0
votes

I've been using a SSIS Integration component to download data from Google Analytics in order to keep an historical view of some websites and track the evolution of them. Basically the metrics we track are Visits (now Sessions) and Visitros (now Users), and the dimensions are Year and Month. However, today I noticed that the data I downloaded for july had a variation on the Users metric. I heard that google analytics uses an estimation method to "calculate" some (if not all) of their metrics, could it be that after that they "adjust" the data with more acurate information? If so, is this mentioned in the documentation? (a link would be highly appreciated) Since the users are complaining that we are not delivering the real GA Data. I tried looked on the Google analytics documentation page with no luck.

Thanks for your time.

PS: Sorry for my english, it isn“t my native language

2
1. Depending upon when you down load the data it can take time for it to finish processing. Up to 48 hours. 2. Depending upon how much data you are extracting your data could be sampled. 3. Whos SSIS task are you using? - DaImTo
Hello, thanks for your answer, im using a ssis task from this page ssis-components.net. However before using it i validated that the data i download its the same as the one showed on the google analytics platform. I Run my extracction task every 1st day of the month at 3 am - OcR
You should contact them, sounds like your data is sampled or something. Try running again for July now and see if it still returns incorrect data. Or try running this ga-dev-tools.appspot.com/explorer it will at least show you what numbers your SSIS task should be returning. - DaImTo

2 Answers

0
votes

If you are using the standard version of Google Analytics (you'll know if you are paying $150k for premium), data is sampled depending on volume. Have a read of this article can-you-trust-your-google-analytics-data

I have seen very slightly differing results being returned if you repeatedly call the api with the same historical parameters repeatedly. In my case the figures only differed by 1-2 over a daily set of several thousand, but nevertheless it differed.

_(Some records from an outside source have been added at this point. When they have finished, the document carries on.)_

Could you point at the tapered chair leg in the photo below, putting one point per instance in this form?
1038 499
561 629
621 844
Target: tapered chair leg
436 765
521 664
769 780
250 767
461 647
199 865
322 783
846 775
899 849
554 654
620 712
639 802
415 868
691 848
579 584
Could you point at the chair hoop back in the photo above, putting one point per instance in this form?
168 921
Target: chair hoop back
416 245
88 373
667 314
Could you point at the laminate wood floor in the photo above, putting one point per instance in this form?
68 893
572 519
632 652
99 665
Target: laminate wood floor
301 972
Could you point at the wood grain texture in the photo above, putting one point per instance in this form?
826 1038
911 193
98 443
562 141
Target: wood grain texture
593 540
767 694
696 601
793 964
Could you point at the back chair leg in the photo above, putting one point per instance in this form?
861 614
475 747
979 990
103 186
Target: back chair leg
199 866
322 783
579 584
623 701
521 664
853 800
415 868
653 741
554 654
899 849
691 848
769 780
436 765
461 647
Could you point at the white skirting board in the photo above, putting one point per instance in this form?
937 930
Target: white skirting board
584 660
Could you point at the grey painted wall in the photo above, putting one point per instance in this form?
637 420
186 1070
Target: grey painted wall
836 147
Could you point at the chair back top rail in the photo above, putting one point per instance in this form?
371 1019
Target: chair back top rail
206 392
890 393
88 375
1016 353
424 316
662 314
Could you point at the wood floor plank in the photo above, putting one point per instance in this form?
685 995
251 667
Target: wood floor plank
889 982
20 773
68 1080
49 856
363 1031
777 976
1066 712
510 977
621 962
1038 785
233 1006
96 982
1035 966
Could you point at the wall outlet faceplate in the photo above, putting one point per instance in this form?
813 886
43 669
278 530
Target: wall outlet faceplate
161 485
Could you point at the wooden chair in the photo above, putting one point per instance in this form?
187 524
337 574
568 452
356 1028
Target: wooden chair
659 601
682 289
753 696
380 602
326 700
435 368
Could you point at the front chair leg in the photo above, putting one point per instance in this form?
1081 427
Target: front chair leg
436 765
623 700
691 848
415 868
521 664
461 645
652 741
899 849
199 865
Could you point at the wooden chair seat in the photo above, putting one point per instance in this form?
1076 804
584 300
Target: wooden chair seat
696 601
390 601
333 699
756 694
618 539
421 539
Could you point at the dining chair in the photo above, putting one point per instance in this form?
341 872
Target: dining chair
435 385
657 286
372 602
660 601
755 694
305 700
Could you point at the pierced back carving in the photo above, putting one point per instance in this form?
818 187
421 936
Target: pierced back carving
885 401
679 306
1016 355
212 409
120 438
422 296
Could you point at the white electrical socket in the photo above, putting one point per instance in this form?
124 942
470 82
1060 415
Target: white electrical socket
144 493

If you want to guarantee your results, consider upgrading to premium

0
votes

Sampling could be an issue if what you are requesting is over 50,000 rows for the time period you are requesting. To avoid it you can download more often, such as daily.

But I think your issue is that there is a processing time for Google Analytics - if you are downloading at 3 am on the 1st it is probable that the processing for the previous day has not finished.

Google Analytics Premium SLA is for 4 hour data freshness, so even that would have trouble. Pragmatically you should allow 24 hours before you download data for the previous day, 48 hours for e-commerce data.

Thirdly make sure it is not Unique Visitors you are requesting, as this is dependent on the time period you are requesting.